I’ve determined that, should you want to be in a medical profession, as I do, you have to kind of be a little sick in the head. Case in point: draining abscesses is disgustingly awesome and rewarding. (I held back on including a picture of an abscess since they’re pretty awful).
An abscess is “a collection of pus in any part of the body that, in most cases, causes swelling and inflammation around it” (#1). Pus is composed mainly of neutrophils that have been destroyed by macrophages.
I have helped with restraint of two abscess drainings. The first was a cat with an abscess about the size of a grapefruit. Originally, the plan was to drain with syringes, but the flow was good enough just to palpate the abscess and create a super disgusting towel.

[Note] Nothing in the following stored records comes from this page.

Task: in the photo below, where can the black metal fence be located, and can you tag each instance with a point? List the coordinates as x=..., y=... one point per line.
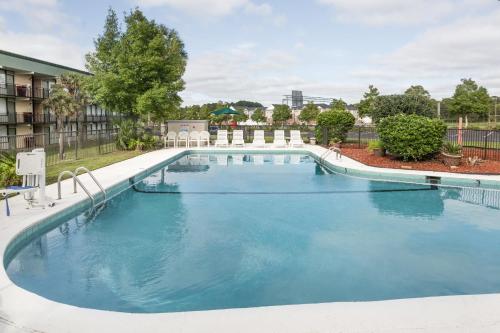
x=76, y=145
x=482, y=143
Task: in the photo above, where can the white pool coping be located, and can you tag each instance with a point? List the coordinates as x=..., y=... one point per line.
x=23, y=311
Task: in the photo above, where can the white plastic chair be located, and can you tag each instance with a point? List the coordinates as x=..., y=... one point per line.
x=258, y=138
x=222, y=159
x=170, y=137
x=294, y=159
x=221, y=138
x=238, y=159
x=205, y=137
x=295, y=139
x=279, y=159
x=183, y=137
x=258, y=159
x=194, y=136
x=238, y=138
x=279, y=138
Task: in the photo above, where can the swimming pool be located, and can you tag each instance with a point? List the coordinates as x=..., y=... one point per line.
x=218, y=231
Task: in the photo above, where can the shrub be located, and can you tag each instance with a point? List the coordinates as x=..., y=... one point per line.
x=390, y=105
x=337, y=122
x=375, y=144
x=411, y=136
x=127, y=133
x=452, y=148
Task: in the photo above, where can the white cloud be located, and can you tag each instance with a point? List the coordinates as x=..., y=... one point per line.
x=242, y=73
x=45, y=47
x=211, y=7
x=441, y=56
x=48, y=36
x=40, y=15
x=390, y=12
x=259, y=9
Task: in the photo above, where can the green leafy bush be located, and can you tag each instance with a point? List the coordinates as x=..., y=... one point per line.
x=411, y=136
x=375, y=144
x=390, y=105
x=452, y=148
x=337, y=122
x=127, y=133
x=8, y=175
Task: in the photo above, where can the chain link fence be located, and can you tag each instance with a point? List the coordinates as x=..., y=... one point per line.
x=76, y=145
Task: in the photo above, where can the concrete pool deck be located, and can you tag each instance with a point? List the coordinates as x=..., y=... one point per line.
x=23, y=311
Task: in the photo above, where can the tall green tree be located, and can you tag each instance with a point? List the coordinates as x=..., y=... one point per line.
x=309, y=113
x=338, y=104
x=62, y=105
x=241, y=117
x=138, y=71
x=365, y=107
x=281, y=113
x=470, y=99
x=259, y=116
x=417, y=90
x=76, y=86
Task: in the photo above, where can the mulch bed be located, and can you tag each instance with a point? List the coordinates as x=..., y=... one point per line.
x=366, y=157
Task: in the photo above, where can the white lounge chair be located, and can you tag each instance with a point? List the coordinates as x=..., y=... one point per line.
x=279, y=138
x=279, y=159
x=222, y=159
x=170, y=137
x=295, y=139
x=194, y=136
x=258, y=138
x=238, y=159
x=221, y=138
x=238, y=138
x=258, y=159
x=205, y=138
x=294, y=159
x=183, y=137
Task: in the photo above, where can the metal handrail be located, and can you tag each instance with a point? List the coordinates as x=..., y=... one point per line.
x=323, y=156
x=91, y=176
x=75, y=180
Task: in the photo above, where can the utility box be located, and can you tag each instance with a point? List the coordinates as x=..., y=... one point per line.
x=178, y=126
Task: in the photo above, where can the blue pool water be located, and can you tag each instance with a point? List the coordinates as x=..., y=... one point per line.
x=219, y=231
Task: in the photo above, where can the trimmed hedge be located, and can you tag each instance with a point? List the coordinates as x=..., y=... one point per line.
x=411, y=136
x=338, y=123
x=390, y=105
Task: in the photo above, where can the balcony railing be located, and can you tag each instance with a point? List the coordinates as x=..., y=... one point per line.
x=7, y=90
x=24, y=118
x=9, y=118
x=41, y=93
x=23, y=91
x=44, y=118
x=20, y=90
x=96, y=118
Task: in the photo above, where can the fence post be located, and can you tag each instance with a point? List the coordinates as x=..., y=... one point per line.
x=325, y=136
x=485, y=150
x=76, y=145
x=99, y=142
x=359, y=137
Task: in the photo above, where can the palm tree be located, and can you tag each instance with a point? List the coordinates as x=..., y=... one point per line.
x=74, y=84
x=63, y=105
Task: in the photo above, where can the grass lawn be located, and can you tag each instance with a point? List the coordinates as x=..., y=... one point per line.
x=91, y=163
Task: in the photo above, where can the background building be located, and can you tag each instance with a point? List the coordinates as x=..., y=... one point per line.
x=24, y=83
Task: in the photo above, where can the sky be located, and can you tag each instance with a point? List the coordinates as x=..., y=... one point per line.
x=260, y=50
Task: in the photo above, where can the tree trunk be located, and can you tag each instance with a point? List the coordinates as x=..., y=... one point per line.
x=60, y=125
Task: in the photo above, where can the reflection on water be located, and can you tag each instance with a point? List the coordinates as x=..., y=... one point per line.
x=181, y=243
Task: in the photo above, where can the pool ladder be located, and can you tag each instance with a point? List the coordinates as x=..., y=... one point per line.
x=74, y=175
x=327, y=153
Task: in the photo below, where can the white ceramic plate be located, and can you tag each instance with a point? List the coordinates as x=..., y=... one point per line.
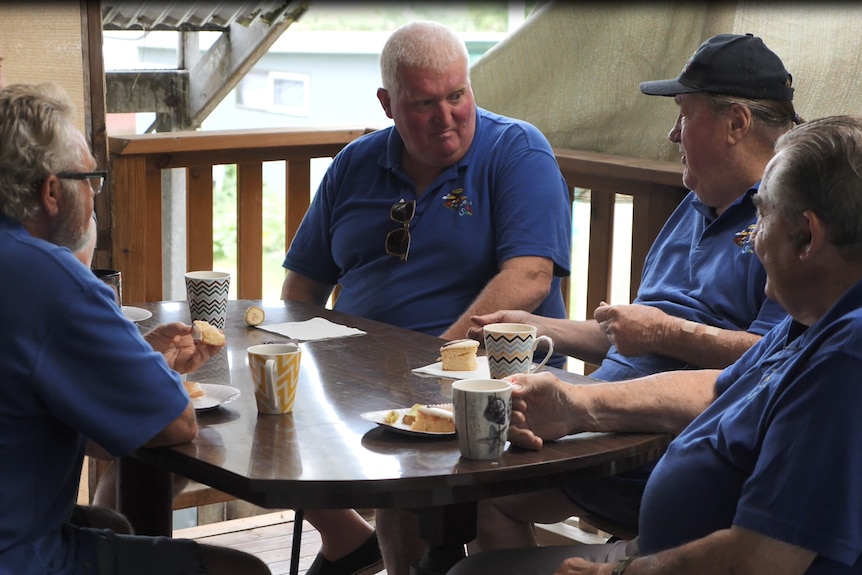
x=136, y=313
x=379, y=417
x=214, y=396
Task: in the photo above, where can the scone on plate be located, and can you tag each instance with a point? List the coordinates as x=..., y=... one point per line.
x=459, y=355
x=194, y=389
x=435, y=419
x=205, y=332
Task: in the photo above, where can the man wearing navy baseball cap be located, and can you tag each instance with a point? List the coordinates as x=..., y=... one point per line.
x=701, y=301
x=735, y=64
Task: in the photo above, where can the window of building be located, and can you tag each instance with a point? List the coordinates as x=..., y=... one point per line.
x=275, y=92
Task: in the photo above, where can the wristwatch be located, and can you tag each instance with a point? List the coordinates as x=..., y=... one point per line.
x=622, y=565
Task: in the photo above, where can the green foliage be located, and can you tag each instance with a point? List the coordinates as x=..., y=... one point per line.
x=225, y=230
x=377, y=16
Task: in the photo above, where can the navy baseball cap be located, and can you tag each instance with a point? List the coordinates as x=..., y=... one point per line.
x=732, y=64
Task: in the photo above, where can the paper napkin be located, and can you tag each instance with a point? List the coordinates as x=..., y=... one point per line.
x=310, y=330
x=481, y=370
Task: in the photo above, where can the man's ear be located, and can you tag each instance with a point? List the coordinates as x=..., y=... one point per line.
x=811, y=236
x=385, y=101
x=49, y=194
x=739, y=117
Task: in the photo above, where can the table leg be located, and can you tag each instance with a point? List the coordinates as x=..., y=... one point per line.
x=445, y=530
x=144, y=496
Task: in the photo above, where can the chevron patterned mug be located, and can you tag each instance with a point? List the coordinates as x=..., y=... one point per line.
x=510, y=348
x=207, y=294
x=275, y=372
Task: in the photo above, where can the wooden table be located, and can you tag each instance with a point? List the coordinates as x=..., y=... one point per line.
x=325, y=455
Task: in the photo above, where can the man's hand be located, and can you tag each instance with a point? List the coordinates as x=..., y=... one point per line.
x=578, y=566
x=183, y=354
x=635, y=329
x=542, y=409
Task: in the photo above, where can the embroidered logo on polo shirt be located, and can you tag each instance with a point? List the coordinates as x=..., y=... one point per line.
x=743, y=239
x=458, y=201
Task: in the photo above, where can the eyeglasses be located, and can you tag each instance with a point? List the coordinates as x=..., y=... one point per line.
x=96, y=179
x=398, y=241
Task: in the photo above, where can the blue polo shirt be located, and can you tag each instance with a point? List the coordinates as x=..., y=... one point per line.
x=778, y=451
x=701, y=268
x=505, y=198
x=71, y=368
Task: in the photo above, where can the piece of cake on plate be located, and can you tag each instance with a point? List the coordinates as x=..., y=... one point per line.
x=459, y=355
x=437, y=419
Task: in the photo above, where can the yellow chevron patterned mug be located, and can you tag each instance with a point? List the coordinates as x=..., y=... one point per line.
x=275, y=372
x=510, y=348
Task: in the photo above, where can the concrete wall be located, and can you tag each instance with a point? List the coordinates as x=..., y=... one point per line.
x=42, y=42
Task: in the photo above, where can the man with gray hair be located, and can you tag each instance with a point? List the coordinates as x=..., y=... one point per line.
x=75, y=375
x=452, y=212
x=764, y=473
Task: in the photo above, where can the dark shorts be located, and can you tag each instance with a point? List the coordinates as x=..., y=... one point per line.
x=617, y=498
x=540, y=560
x=137, y=555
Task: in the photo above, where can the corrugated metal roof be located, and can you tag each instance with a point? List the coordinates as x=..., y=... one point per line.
x=193, y=16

This past monday, I helped restrain the sweetest bunny ever who had been in before to have its abscess drained. Fun fact: rabbits lack an enzyme that allows them to form pus the same consistency of dogs and cats (liquid). Therefore, their pus is more like toothpaste and is evacuated from an abscess as such. I was told by our exotics doctor that due to this type of formation, rabbit abscesses often have to be surgically removed. In order to avoid this, she did several gentle flushes with saline. Manipulating the abscess helps to break up the thick pus and remove it.
If you’re brave, sick in the head, or need to induce vomiting, check this out (cue epic music):
Hopefully one day, I will be on the more rewarding end of abscess draining and will get to palpate one myself. Grossly exciting.
- Smudge and Symba’s other sister Tara has been adopted and is set to go to her new home today! We’ll miss her but we’re all super happy she has a family!